Let me rephrase the question. Assuming that in the video the red background is the network capacity and the lines are the video bitrate used, salsify seems to be using ~6000kbps and WebRTC ~2500kbps. Is this higher bitrate because of you're using VP8, or it a limitation of the protocol? If it's because of VP8 how hard would it be to adapt to modern codecs like HEVC and AV1?
I don't see anything in what they did that won't work with HEVC or AV1. They just hacked VP8 to be able to save and restore codec state per frame so they can generate multiple versions of the next frame, choosing smaller when network condition is bad. Their innovation is in preventing congestion rather than reacting to the aftermath of congestion.

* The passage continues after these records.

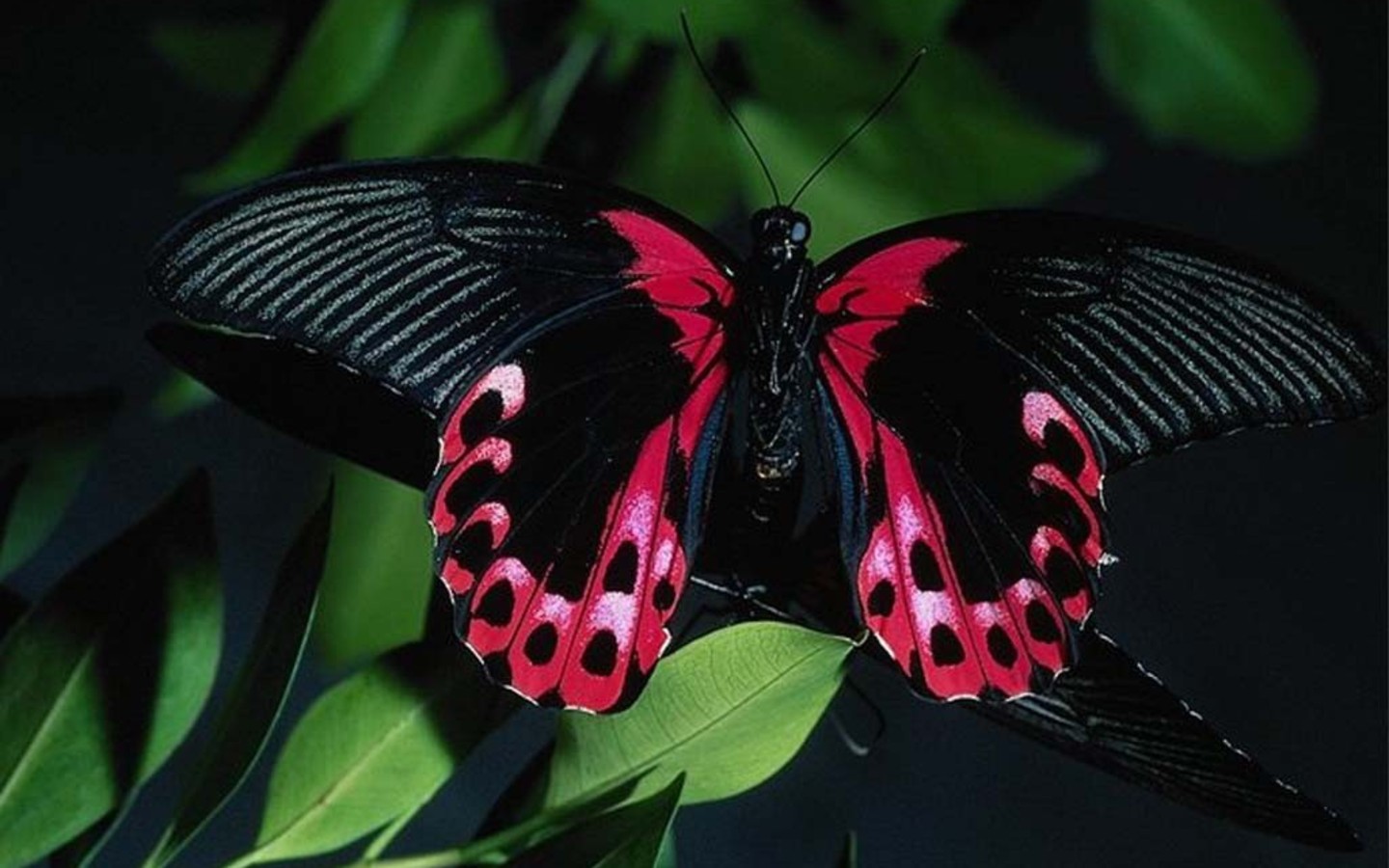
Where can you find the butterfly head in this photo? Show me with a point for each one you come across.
(781, 235)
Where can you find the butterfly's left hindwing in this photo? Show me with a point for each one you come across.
(565, 337)
(978, 492)
(567, 499)
(990, 368)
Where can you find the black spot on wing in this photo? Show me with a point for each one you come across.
(944, 646)
(600, 656)
(542, 643)
(1000, 646)
(619, 575)
(498, 606)
(480, 419)
(925, 571)
(471, 549)
(881, 599)
(1041, 624)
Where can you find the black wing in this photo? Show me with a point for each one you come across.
(565, 340)
(1153, 338)
(1111, 713)
(413, 274)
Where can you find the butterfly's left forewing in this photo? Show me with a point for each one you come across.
(562, 335)
(977, 491)
(565, 504)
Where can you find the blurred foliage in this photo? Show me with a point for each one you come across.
(104, 677)
(609, 89)
(378, 577)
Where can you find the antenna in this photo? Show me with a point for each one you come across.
(709, 79)
(862, 125)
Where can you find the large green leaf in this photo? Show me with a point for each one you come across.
(106, 675)
(627, 838)
(689, 132)
(343, 56)
(448, 71)
(955, 141)
(914, 25)
(378, 577)
(46, 445)
(504, 846)
(255, 701)
(231, 60)
(729, 710)
(371, 748)
(179, 393)
(660, 19)
(1228, 75)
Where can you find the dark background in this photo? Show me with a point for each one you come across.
(1253, 568)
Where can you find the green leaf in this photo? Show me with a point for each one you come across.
(660, 19)
(12, 609)
(343, 56)
(627, 838)
(180, 393)
(378, 577)
(1228, 75)
(729, 710)
(666, 858)
(448, 72)
(689, 132)
(955, 141)
(106, 675)
(372, 747)
(502, 848)
(230, 60)
(46, 445)
(256, 699)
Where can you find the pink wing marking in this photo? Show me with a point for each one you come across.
(634, 584)
(1050, 549)
(887, 283)
(505, 382)
(581, 653)
(952, 647)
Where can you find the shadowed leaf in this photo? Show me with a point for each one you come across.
(627, 838)
(689, 132)
(446, 72)
(660, 19)
(307, 396)
(1228, 75)
(106, 675)
(230, 60)
(849, 855)
(256, 699)
(343, 56)
(46, 445)
(372, 747)
(955, 141)
(378, 577)
(180, 393)
(728, 710)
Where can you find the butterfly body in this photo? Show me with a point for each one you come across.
(776, 324)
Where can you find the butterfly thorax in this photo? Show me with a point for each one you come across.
(778, 322)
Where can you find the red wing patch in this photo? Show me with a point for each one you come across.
(587, 646)
(959, 617)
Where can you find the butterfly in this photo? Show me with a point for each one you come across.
(606, 403)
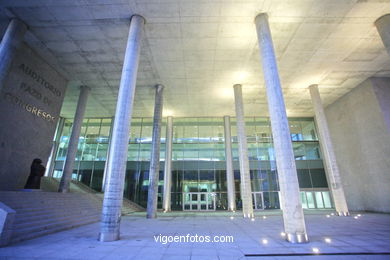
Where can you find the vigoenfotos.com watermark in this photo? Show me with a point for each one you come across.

Right, they may have used VP8 because VP9 and HEVC are more CPU intensive and they could technically encode more frames per second than the input 60 FPS.
Some is probably due the codec VP8 vs h264, but they are not wildly different in efficiency. WebRTC doesn't use VP9 or H.265 yet. I view the higher bandwidth used as an attempt to maximize quality at every bandwidth they just didn't set a ceiling on the encoding frame size. It pushes the total quality number higher on the chart they've published.
As a practical matter it isn't very, well, practical to have to change every codec to support this. Maybe in the next standards, but that's going to be hard.